The Season of Christmas, more than any other religious festival, has the power to capture heart and imagination. Nostalgia clearly plays a part, but here there is something deeper, something richer, something that answers a forgotten longing.
This longing is beautifully captured in the biblical imagery that takes us from Advent to Christmas and the beginning of a new year.
We are that people who walked in darkness and longed for light. We have, in our doubt and disappointment, lived in a land of deep shadow. Hidden beneath the passing of our days there is a longing for Good News. “How beautiful on the mountains are the feet of one who brings good news, who heralds peace, brings happiness and proclaims salvation.”

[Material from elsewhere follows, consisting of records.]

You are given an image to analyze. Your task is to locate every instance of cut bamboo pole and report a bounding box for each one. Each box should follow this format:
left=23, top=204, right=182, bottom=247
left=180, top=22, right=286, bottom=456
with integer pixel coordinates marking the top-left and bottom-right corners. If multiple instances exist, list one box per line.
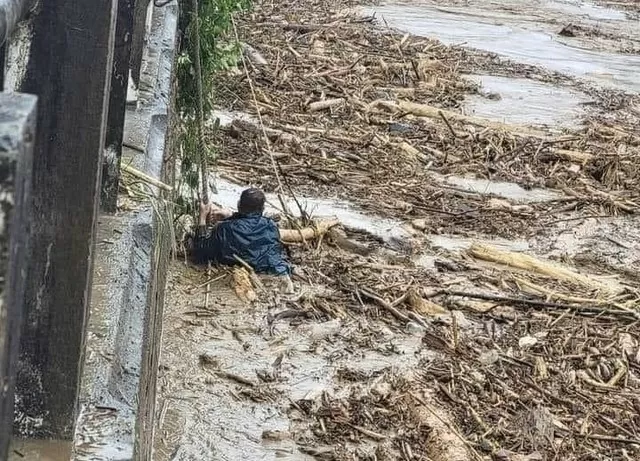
left=308, top=98, right=345, bottom=112
left=121, top=165, right=173, bottom=192
left=469, top=243, right=616, bottom=294
left=280, top=219, right=340, bottom=243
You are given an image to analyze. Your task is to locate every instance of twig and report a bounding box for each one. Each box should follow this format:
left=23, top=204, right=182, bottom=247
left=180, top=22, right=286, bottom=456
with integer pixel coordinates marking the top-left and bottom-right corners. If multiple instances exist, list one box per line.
left=216, top=371, right=256, bottom=387
left=438, top=290, right=640, bottom=319
left=360, top=288, right=410, bottom=322
left=438, top=110, right=458, bottom=138
left=409, top=392, right=483, bottom=461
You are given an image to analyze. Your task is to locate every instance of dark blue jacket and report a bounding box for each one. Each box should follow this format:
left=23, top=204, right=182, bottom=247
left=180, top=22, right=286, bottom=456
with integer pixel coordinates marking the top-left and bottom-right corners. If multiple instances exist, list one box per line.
left=194, top=213, right=291, bottom=275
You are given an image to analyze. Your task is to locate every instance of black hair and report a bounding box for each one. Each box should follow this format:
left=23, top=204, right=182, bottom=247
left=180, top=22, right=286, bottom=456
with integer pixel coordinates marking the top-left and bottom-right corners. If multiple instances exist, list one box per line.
left=238, top=187, right=267, bottom=214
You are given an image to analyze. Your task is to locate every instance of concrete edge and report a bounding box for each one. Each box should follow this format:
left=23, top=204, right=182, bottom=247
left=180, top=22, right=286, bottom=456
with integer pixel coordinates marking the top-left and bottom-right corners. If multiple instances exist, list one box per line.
left=72, top=4, right=178, bottom=461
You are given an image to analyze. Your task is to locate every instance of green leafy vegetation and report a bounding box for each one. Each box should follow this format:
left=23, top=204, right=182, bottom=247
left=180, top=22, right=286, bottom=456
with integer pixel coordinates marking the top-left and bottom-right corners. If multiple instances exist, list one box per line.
left=176, top=0, right=251, bottom=214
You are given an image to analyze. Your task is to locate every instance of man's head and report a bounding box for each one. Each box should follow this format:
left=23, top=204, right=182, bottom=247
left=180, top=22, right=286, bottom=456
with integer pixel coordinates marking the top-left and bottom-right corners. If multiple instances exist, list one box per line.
left=238, top=187, right=267, bottom=214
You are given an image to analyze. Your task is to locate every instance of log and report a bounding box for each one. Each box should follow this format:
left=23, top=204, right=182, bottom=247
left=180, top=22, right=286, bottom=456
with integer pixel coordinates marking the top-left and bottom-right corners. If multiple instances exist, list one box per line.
left=280, top=219, right=340, bottom=243
left=468, top=243, right=620, bottom=294
left=370, top=100, right=550, bottom=139
left=242, top=43, right=269, bottom=66
left=232, top=267, right=258, bottom=304
left=552, top=149, right=595, bottom=165
left=407, top=288, right=448, bottom=316
left=307, top=98, right=345, bottom=112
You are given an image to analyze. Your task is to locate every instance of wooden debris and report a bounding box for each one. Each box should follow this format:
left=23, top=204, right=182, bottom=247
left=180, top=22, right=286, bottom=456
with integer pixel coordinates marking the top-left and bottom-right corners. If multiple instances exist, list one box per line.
left=280, top=219, right=340, bottom=243
left=308, top=98, right=345, bottom=112
left=469, top=244, right=619, bottom=294
left=231, top=267, right=258, bottom=304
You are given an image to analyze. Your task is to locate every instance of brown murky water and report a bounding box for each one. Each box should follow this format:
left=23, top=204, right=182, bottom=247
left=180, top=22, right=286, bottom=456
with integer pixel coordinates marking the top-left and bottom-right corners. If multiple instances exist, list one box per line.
left=154, top=263, right=440, bottom=461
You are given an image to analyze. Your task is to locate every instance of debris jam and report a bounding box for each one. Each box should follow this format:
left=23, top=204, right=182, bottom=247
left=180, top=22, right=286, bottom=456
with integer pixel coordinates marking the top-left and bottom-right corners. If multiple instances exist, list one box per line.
left=154, top=0, right=640, bottom=461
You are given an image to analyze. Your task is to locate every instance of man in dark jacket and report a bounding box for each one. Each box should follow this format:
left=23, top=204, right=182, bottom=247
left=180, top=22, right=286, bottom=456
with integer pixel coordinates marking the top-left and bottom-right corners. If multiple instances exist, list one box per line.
left=193, top=188, right=291, bottom=275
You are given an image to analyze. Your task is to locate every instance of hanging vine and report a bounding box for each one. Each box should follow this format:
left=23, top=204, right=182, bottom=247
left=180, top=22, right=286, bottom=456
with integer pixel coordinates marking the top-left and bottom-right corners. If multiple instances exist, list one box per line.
left=176, top=0, right=251, bottom=213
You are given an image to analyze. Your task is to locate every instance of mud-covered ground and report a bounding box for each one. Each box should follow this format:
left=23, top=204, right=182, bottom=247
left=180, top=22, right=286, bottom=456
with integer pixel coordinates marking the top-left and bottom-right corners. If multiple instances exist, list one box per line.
left=156, top=0, right=640, bottom=461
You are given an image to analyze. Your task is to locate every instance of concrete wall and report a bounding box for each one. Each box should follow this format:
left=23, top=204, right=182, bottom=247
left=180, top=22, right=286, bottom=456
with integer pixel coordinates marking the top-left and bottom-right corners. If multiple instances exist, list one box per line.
left=73, top=4, right=178, bottom=461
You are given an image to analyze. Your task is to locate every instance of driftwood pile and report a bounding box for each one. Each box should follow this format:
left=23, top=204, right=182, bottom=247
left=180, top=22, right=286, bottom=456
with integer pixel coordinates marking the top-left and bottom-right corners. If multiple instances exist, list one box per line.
left=194, top=0, right=640, bottom=461
left=215, top=0, right=640, bottom=241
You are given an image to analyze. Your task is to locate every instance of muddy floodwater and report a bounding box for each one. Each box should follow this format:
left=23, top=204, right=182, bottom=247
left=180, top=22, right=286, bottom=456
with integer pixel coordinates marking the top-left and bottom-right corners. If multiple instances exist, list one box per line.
left=368, top=1, right=640, bottom=92
left=159, top=0, right=640, bottom=461
left=464, top=75, right=590, bottom=130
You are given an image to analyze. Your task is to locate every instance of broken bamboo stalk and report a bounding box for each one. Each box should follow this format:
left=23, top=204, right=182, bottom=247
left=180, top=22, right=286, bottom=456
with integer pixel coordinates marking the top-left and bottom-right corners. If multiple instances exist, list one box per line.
left=430, top=290, right=640, bottom=320
left=280, top=219, right=340, bottom=243
left=360, top=288, right=411, bottom=322
left=468, top=243, right=616, bottom=293
left=121, top=165, right=173, bottom=192
left=376, top=100, right=550, bottom=140
left=307, top=98, right=345, bottom=112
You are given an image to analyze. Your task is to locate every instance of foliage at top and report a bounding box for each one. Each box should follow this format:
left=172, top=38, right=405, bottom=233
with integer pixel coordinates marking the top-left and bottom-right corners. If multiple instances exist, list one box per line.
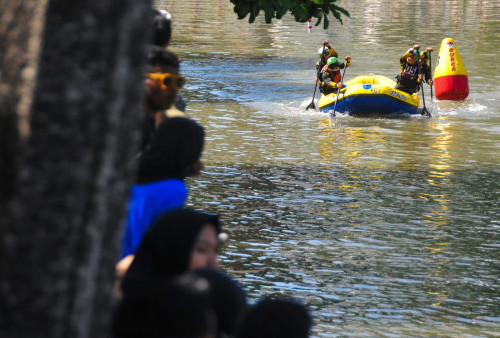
left=231, top=0, right=350, bottom=29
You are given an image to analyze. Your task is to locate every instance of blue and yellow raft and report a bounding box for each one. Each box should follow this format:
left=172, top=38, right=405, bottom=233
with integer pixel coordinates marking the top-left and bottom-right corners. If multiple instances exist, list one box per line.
left=318, top=74, right=420, bottom=116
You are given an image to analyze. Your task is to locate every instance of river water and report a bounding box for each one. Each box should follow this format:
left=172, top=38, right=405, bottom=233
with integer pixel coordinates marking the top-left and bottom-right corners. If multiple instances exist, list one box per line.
left=155, top=0, right=500, bottom=337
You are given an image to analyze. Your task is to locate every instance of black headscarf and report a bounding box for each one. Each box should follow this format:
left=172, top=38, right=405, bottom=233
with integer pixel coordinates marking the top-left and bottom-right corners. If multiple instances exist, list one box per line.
left=122, top=208, right=220, bottom=296
left=137, top=117, right=205, bottom=184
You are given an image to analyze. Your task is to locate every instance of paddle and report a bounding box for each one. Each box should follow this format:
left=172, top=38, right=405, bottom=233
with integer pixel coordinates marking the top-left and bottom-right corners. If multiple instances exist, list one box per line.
left=414, top=50, right=431, bottom=117
left=332, top=63, right=347, bottom=117
left=429, top=52, right=434, bottom=101
left=306, top=45, right=326, bottom=110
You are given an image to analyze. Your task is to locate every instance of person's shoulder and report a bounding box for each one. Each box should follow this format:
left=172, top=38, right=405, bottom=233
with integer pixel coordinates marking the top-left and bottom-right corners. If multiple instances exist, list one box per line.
left=165, top=107, right=186, bottom=117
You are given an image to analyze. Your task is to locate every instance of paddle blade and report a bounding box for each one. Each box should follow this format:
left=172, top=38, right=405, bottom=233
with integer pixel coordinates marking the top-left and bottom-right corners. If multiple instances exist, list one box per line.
left=306, top=101, right=316, bottom=110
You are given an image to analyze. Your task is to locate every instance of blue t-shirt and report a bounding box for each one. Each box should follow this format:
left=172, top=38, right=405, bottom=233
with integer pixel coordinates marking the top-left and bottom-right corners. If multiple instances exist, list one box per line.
left=122, top=179, right=188, bottom=258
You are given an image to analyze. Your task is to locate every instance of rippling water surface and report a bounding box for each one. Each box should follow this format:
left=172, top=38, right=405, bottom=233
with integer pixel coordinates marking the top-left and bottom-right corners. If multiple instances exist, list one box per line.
left=155, top=0, right=500, bottom=337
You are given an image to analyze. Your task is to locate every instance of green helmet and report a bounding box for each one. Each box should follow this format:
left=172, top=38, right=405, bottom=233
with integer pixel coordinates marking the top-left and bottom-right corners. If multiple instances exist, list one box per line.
left=318, top=47, right=330, bottom=58
left=326, top=56, right=339, bottom=68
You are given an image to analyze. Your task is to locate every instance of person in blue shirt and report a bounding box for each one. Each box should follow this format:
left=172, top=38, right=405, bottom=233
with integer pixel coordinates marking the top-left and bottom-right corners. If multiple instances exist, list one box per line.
left=116, top=117, right=205, bottom=284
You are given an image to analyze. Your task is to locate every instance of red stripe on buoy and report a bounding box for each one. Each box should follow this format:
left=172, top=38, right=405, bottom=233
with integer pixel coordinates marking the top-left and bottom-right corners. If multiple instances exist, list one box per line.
left=434, top=75, right=469, bottom=100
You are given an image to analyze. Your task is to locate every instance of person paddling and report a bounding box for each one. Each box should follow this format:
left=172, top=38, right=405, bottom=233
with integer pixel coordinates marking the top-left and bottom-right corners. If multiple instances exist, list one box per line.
left=316, top=40, right=339, bottom=81
left=394, top=45, right=432, bottom=94
left=320, top=56, right=351, bottom=95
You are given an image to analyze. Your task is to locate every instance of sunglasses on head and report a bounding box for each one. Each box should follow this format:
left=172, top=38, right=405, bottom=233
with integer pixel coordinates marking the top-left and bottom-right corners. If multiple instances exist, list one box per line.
left=146, top=73, right=187, bottom=89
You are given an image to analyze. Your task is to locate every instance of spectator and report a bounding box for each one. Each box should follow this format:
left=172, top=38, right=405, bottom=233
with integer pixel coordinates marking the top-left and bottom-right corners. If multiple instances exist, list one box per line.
left=192, top=267, right=247, bottom=337
left=141, top=46, right=186, bottom=151
left=122, top=208, right=224, bottom=296
left=112, top=276, right=217, bottom=338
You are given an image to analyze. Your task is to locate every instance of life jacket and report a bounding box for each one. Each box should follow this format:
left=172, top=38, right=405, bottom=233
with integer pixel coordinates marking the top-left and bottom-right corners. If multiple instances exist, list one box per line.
left=401, top=62, right=418, bottom=79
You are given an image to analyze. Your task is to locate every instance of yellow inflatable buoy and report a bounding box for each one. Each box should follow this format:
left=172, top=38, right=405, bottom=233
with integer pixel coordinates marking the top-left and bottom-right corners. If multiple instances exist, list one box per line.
left=434, top=38, right=469, bottom=100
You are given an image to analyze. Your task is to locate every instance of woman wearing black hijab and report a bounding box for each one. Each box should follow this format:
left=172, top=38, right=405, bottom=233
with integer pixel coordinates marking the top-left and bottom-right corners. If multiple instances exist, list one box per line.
left=122, top=208, right=220, bottom=297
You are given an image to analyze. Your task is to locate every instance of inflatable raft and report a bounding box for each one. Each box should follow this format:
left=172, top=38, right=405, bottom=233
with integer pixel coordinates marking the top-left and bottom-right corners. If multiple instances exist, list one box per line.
left=318, top=74, right=420, bottom=116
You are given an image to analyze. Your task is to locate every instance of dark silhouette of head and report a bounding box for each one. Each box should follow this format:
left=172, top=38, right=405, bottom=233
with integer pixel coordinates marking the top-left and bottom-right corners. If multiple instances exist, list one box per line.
left=151, top=9, right=172, bottom=48
left=236, top=298, right=312, bottom=338
left=122, top=208, right=220, bottom=296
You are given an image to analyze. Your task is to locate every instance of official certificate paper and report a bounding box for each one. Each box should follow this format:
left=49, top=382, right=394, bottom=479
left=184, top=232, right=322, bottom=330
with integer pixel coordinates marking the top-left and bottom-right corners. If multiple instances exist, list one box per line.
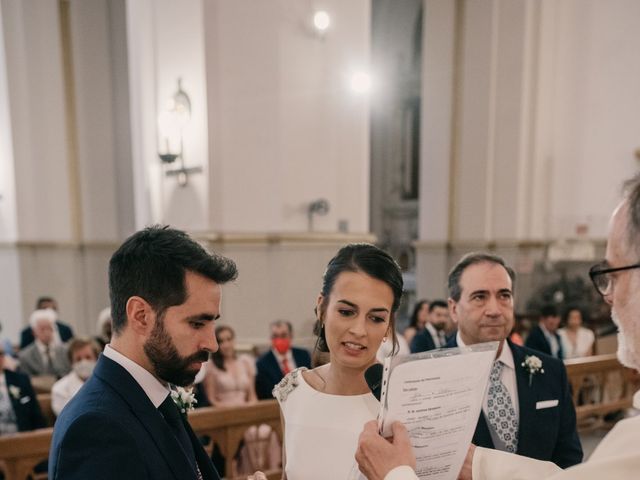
left=378, top=342, right=498, bottom=480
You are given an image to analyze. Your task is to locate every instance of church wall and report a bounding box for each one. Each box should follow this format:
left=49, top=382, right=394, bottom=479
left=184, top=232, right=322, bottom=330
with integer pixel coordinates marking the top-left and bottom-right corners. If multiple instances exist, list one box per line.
left=416, top=0, right=640, bottom=307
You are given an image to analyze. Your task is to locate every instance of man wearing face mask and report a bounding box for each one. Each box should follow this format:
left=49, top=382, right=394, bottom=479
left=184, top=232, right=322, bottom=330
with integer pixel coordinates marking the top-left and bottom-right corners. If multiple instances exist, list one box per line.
left=51, top=338, right=98, bottom=416
left=256, top=320, right=311, bottom=400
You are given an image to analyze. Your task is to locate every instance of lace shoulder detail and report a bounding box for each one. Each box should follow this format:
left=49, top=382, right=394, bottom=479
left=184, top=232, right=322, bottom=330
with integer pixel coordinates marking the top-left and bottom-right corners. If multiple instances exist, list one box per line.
left=271, top=367, right=308, bottom=402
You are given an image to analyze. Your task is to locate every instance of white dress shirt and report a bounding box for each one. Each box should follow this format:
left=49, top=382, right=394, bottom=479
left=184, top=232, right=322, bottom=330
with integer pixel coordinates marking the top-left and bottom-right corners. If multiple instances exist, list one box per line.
left=102, top=344, right=170, bottom=408
left=540, top=322, right=560, bottom=358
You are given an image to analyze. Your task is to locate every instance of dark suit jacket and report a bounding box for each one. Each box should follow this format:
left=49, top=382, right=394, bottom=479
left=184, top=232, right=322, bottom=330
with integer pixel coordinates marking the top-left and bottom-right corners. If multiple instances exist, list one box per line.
left=409, top=328, right=436, bottom=353
left=20, top=320, right=73, bottom=350
left=49, top=355, right=220, bottom=480
left=256, top=347, right=311, bottom=400
left=449, top=339, right=582, bottom=468
left=524, top=325, right=564, bottom=358
left=4, top=370, right=47, bottom=432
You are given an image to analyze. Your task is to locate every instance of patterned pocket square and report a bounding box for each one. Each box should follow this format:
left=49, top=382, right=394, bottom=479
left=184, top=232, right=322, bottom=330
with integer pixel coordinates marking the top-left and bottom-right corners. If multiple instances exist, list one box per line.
left=536, top=400, right=559, bottom=410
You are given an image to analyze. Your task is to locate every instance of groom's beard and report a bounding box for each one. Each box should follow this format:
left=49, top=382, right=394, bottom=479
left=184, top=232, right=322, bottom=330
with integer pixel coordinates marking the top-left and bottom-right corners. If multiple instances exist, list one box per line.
left=144, top=317, right=209, bottom=387
left=611, top=309, right=640, bottom=370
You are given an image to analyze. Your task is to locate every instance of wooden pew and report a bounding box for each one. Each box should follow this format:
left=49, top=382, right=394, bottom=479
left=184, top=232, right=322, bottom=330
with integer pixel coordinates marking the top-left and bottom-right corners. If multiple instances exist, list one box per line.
left=0, top=400, right=282, bottom=480
left=189, top=400, right=282, bottom=480
left=37, top=393, right=56, bottom=427
left=565, top=354, right=640, bottom=431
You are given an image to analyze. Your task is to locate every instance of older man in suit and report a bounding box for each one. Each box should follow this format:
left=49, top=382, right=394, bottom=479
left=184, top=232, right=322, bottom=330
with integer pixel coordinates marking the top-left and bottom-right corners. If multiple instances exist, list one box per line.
left=0, top=346, right=46, bottom=435
left=449, top=253, right=582, bottom=468
left=18, top=308, right=71, bottom=378
left=356, top=175, right=640, bottom=480
left=49, top=227, right=237, bottom=480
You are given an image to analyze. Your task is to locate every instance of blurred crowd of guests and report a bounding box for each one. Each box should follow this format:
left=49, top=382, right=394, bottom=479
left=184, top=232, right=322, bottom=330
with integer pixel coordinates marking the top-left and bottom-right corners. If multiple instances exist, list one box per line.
left=0, top=297, right=595, bottom=475
left=400, top=300, right=596, bottom=360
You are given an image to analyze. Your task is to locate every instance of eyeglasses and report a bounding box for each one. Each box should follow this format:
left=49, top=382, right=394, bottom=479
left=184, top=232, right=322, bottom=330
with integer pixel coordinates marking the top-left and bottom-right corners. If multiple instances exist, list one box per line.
left=589, top=263, right=640, bottom=297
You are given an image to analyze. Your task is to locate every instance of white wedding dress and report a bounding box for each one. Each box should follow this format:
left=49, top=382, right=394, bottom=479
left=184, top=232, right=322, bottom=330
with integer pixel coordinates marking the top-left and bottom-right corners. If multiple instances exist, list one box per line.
left=273, top=368, right=380, bottom=480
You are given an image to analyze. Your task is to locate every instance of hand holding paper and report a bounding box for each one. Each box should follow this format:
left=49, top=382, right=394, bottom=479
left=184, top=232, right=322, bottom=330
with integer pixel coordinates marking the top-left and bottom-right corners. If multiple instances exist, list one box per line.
left=356, top=420, right=416, bottom=480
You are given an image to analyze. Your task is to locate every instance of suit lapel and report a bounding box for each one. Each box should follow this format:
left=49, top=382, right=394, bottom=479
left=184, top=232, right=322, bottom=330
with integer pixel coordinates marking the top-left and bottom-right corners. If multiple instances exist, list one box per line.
left=472, top=410, right=494, bottom=448
left=509, top=342, right=536, bottom=454
left=94, top=355, right=199, bottom=480
left=183, top=419, right=220, bottom=480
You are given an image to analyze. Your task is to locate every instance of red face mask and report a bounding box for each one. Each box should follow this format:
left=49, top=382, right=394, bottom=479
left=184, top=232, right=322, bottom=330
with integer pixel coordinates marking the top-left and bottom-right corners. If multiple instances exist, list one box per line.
left=271, top=338, right=291, bottom=355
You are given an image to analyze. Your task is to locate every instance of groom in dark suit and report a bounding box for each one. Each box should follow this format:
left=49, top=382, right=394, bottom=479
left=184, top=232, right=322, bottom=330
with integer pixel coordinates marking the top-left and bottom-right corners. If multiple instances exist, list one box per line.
left=449, top=253, right=582, bottom=468
left=49, top=227, right=237, bottom=480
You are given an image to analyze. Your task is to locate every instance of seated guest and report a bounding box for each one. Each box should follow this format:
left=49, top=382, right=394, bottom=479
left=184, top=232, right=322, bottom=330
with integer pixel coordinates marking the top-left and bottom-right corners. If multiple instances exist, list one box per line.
left=18, top=308, right=71, bottom=378
left=0, top=323, right=18, bottom=372
left=95, top=307, right=112, bottom=352
left=203, top=325, right=282, bottom=477
left=20, top=297, right=73, bottom=349
left=410, top=300, right=449, bottom=353
left=449, top=253, right=582, bottom=468
left=402, top=300, right=429, bottom=345
left=525, top=305, right=564, bottom=359
left=0, top=346, right=46, bottom=435
left=256, top=320, right=311, bottom=400
left=51, top=338, right=99, bottom=416
left=203, top=325, right=258, bottom=406
left=558, top=307, right=596, bottom=358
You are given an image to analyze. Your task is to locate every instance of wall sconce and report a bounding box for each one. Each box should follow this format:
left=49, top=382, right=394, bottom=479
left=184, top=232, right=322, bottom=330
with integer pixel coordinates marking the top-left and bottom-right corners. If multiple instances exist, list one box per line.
left=307, top=198, right=329, bottom=232
left=158, top=78, right=202, bottom=187
left=313, top=10, right=331, bottom=35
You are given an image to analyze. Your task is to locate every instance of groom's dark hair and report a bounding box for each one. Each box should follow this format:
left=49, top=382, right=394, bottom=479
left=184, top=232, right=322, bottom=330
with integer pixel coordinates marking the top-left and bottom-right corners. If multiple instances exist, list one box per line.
left=109, top=225, right=238, bottom=333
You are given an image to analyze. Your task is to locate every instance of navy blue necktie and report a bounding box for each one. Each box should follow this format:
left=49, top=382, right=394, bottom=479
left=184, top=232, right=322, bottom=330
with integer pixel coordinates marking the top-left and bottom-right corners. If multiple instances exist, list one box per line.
left=158, top=395, right=202, bottom=478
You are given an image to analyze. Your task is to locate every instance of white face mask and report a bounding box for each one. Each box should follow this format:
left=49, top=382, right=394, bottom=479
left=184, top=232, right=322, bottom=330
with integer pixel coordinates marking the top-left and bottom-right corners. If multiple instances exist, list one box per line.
left=73, top=359, right=96, bottom=380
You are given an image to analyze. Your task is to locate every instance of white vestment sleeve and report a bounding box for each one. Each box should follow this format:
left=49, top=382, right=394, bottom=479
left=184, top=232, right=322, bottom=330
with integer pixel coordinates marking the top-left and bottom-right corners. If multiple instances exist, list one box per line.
left=384, top=465, right=418, bottom=480
left=472, top=447, right=562, bottom=480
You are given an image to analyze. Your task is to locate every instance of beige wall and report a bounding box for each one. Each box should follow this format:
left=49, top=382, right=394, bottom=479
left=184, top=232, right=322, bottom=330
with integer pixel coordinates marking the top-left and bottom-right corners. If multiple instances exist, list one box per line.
left=416, top=0, right=640, bottom=297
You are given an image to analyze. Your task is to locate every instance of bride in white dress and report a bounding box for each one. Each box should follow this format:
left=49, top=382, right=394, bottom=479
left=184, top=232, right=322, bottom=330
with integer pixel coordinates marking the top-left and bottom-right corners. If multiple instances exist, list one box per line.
left=273, top=244, right=403, bottom=480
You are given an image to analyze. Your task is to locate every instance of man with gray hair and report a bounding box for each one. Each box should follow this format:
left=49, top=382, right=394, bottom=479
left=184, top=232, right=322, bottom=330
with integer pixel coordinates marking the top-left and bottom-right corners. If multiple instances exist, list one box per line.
left=18, top=308, right=71, bottom=378
left=449, top=252, right=582, bottom=468
left=356, top=174, right=640, bottom=480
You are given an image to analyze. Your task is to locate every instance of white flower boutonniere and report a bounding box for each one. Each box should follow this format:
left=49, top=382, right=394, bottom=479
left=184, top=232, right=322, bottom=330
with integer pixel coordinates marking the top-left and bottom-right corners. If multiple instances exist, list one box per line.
left=9, top=385, right=22, bottom=400
left=522, top=355, right=544, bottom=386
left=171, top=387, right=198, bottom=415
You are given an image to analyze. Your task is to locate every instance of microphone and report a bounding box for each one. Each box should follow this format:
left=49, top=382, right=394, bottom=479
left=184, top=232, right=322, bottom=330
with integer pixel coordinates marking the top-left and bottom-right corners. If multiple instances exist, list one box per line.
left=364, top=363, right=384, bottom=401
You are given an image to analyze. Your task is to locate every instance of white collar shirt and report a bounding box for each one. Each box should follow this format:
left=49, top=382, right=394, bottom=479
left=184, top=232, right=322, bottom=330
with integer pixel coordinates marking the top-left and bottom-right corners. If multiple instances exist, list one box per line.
left=102, top=344, right=170, bottom=408
left=540, top=322, right=560, bottom=358
left=456, top=332, right=520, bottom=417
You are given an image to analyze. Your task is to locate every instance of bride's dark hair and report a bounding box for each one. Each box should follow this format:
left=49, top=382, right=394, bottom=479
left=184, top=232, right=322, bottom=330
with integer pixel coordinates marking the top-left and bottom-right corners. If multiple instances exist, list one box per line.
left=313, top=243, right=404, bottom=353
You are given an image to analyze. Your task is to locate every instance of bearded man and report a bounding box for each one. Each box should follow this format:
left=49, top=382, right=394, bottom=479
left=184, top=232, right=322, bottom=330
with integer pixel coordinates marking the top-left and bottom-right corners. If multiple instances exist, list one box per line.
left=49, top=227, right=237, bottom=480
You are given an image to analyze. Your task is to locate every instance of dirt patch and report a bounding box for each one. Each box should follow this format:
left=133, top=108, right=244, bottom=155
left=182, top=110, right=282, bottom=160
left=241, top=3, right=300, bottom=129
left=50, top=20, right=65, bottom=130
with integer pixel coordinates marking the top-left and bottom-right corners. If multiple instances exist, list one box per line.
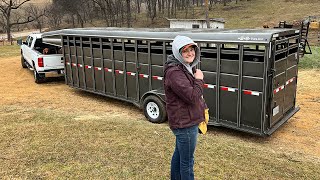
left=0, top=57, right=320, bottom=157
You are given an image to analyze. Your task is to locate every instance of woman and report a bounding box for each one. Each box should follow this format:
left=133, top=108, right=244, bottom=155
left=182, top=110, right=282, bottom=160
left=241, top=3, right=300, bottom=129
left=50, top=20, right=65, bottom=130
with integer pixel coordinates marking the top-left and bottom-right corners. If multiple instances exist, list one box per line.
left=164, top=36, right=205, bottom=180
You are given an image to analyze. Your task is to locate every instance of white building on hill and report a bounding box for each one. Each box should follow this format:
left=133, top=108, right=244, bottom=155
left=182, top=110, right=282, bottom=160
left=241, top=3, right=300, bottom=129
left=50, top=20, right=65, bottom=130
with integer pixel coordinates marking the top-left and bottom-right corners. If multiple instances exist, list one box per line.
left=167, top=18, right=225, bottom=29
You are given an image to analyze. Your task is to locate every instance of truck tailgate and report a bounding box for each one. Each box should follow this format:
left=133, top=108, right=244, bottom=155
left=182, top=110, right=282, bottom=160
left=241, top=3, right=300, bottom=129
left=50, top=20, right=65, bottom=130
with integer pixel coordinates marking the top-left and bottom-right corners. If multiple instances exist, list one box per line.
left=42, top=54, right=64, bottom=69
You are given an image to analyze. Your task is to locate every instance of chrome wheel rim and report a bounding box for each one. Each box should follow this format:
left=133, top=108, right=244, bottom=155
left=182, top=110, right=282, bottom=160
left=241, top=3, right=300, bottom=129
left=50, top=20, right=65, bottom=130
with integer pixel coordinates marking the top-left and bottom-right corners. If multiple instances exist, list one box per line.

We cling to the Christmas story because beneath its timeless familiarity is a truth that illuminates forgotten hope. We recognise that our story, limited as it is, has a grander setting. Our story finds its beginning with the Word who was with God from the beginning. Ours is not an isolated story, for it had its beginning in him through whom all life came to be. We welcome him as the light shining in our darkness. We have, at times, preferred our darkness and neglected to acknowledge him: but still he insists. He offers himself to us as the Word made flesh, living among us. From the humility of his coming he calls us to acceptance. “He came to his own, and his own did not accept him. But to all who did accept him he gave power to become the children of God.”
Throughout life we struggle to understand who we are, and the lasting meaning of our lives. Let us surrender our questioning to the truth he brings. We are the children of God, called to share a life that was his with the Father from the beginning. “He lived among us, and we saw his glory, the glory that is his as the only son of the Father, full of grace and truth.”
What we might describe as the nostalgia of Christmas has its place, because it links us to the familiar patterns of life, the memories and places where we have been most comfortable.
As the Christmas story reveals, it was here, in what touches our lives most, that the Son of God was revealed. “Something which has existed from the beginning, that we have heard and seen with our own eyes; that we have touched with our hands: the Word who is life – this is our subject.”
May the Lord reveal himself to us in all that we see, touch and cherish.